We believe there is value in buying from local businesses. We believe life is better when our transactions are not with nameless, faceless corporations but instead with people we know.


Two scenarios: In one, you buy lettuce from the grocery store. You don’t really know where it came from - maybe Arizona or California - or who grew it. You certainly don’t have a relationship with the people that grew it, and you don’t care about them in a specific way because you don’t know who they are. And vice versa. They don’t know you, your name, or where your kids go to school. It’s a purely transactional relationship, with lots of middlemen in between.


In the other scenario, you buy your lettuce from a cutting-edge local urban farmer. Just for the sake of the story, let’s say he’s 6 feet tall, strikingly good-looking, and excels at tennis. This guy lives in your neighborhood. You share mutual friends. Maybe your kids play soccer together.



There’s an incentive for him to sell you high quality food and treat you fairly. It’s essential if he wants his business to thrive. You know him and a bunch of his other customers (and potential customers); it’s quite easy for reviews to spread, good or bad. And if bad reviews spread, it doesn’t just mean his business is in trouble. It means his reputation is in trouble, which can be even more damaging.


On top of that, now you know exactly where your food is coming from, which is fun. In the first scenario, it’s just a salad. In the second, it’s red romaine lettuce that was grown down the road, harvested this morning, and delivered by the guy who planted the seed.

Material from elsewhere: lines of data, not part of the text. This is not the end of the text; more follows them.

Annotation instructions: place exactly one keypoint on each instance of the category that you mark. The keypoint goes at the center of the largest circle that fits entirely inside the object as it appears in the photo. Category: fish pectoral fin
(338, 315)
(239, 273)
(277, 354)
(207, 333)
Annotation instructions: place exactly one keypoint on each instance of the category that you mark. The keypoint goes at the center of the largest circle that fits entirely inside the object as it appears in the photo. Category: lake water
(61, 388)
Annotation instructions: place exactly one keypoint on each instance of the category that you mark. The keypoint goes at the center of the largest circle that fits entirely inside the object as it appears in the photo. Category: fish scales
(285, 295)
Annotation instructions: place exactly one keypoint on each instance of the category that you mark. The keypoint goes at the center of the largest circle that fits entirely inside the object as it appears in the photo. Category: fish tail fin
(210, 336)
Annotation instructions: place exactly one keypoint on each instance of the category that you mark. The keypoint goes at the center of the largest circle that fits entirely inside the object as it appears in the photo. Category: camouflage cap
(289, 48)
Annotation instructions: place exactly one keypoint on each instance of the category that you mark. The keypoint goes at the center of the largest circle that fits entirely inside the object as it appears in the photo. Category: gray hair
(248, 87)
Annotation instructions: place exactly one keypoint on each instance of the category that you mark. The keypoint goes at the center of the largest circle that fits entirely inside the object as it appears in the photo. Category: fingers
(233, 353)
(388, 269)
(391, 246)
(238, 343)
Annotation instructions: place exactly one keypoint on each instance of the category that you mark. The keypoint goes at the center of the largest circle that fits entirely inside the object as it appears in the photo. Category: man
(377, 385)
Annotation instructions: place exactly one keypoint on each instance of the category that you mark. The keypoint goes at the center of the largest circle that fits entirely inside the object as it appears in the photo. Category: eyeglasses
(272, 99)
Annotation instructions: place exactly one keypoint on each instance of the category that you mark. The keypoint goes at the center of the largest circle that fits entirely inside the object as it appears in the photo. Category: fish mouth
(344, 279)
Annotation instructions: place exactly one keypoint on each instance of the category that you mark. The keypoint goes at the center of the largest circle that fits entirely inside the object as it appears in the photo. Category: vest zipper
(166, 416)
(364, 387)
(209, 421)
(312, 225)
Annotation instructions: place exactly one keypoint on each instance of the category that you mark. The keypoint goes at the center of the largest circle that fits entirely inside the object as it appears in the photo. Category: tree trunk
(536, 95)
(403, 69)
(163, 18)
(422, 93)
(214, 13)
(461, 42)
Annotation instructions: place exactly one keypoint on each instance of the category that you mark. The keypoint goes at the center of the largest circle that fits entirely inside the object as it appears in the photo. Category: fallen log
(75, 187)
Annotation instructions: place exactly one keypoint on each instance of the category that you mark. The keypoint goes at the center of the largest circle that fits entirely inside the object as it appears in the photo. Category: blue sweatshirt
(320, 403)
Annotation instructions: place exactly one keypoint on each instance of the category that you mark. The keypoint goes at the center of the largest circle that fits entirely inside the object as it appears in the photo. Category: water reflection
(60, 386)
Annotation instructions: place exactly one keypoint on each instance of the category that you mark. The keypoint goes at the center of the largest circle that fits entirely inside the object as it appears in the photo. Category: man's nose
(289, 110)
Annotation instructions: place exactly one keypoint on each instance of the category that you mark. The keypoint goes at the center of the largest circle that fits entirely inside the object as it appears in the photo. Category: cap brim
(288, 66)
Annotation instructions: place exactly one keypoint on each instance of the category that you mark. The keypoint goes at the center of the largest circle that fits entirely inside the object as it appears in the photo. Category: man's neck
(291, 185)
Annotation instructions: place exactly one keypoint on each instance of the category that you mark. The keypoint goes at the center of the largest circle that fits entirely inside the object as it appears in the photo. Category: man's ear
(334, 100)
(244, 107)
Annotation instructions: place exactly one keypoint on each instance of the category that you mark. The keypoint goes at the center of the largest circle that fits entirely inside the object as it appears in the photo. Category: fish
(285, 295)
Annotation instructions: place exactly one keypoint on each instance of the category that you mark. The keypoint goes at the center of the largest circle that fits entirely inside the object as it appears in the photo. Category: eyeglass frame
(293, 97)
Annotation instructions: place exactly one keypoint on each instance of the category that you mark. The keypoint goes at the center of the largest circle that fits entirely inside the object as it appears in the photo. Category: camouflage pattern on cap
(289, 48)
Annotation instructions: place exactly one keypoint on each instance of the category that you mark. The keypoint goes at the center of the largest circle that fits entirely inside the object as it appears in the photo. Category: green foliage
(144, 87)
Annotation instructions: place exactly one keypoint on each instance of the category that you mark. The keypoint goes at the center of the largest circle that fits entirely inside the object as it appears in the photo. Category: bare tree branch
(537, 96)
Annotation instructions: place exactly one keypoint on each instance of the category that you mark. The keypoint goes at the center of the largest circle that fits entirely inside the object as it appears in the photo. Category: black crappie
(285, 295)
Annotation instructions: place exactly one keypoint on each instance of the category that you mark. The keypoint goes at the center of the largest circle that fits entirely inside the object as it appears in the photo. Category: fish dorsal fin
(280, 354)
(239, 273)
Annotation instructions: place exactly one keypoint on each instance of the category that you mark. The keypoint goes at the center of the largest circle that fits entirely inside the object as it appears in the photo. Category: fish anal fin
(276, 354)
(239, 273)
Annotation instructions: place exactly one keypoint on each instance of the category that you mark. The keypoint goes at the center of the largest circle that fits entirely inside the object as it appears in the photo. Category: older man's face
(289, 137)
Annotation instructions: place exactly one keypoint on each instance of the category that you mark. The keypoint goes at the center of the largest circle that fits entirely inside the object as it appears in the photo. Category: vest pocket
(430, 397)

How cool is that?


We don’t think there’s anything wrong with the first scenario - buying lettuce grown by some mega-food company at a mega-chain grocery store. Those companies provide jobs, and they get a decent product on your plate for a decent price. (A lot of good things have come from specialization and long distance trade.)


But when you buy local, there is an element of trust and “what’s good for you is good for me” that's missing when you buy from a large national company.


Lastly, we are not growing and selling lettuce to get rich. (Pro tip: selling lettuce is a terrible way to get rich.) When you buy our lettuce, the money doesn’t filter up to shareholders. We’re going to spend the money at Chimborazo, or Anchor, or Bark and the Bite. Or at one of the 683 breweries in Northeast Minneapolis. We live here, so the money stays here.


When you buy local, the whole community wins.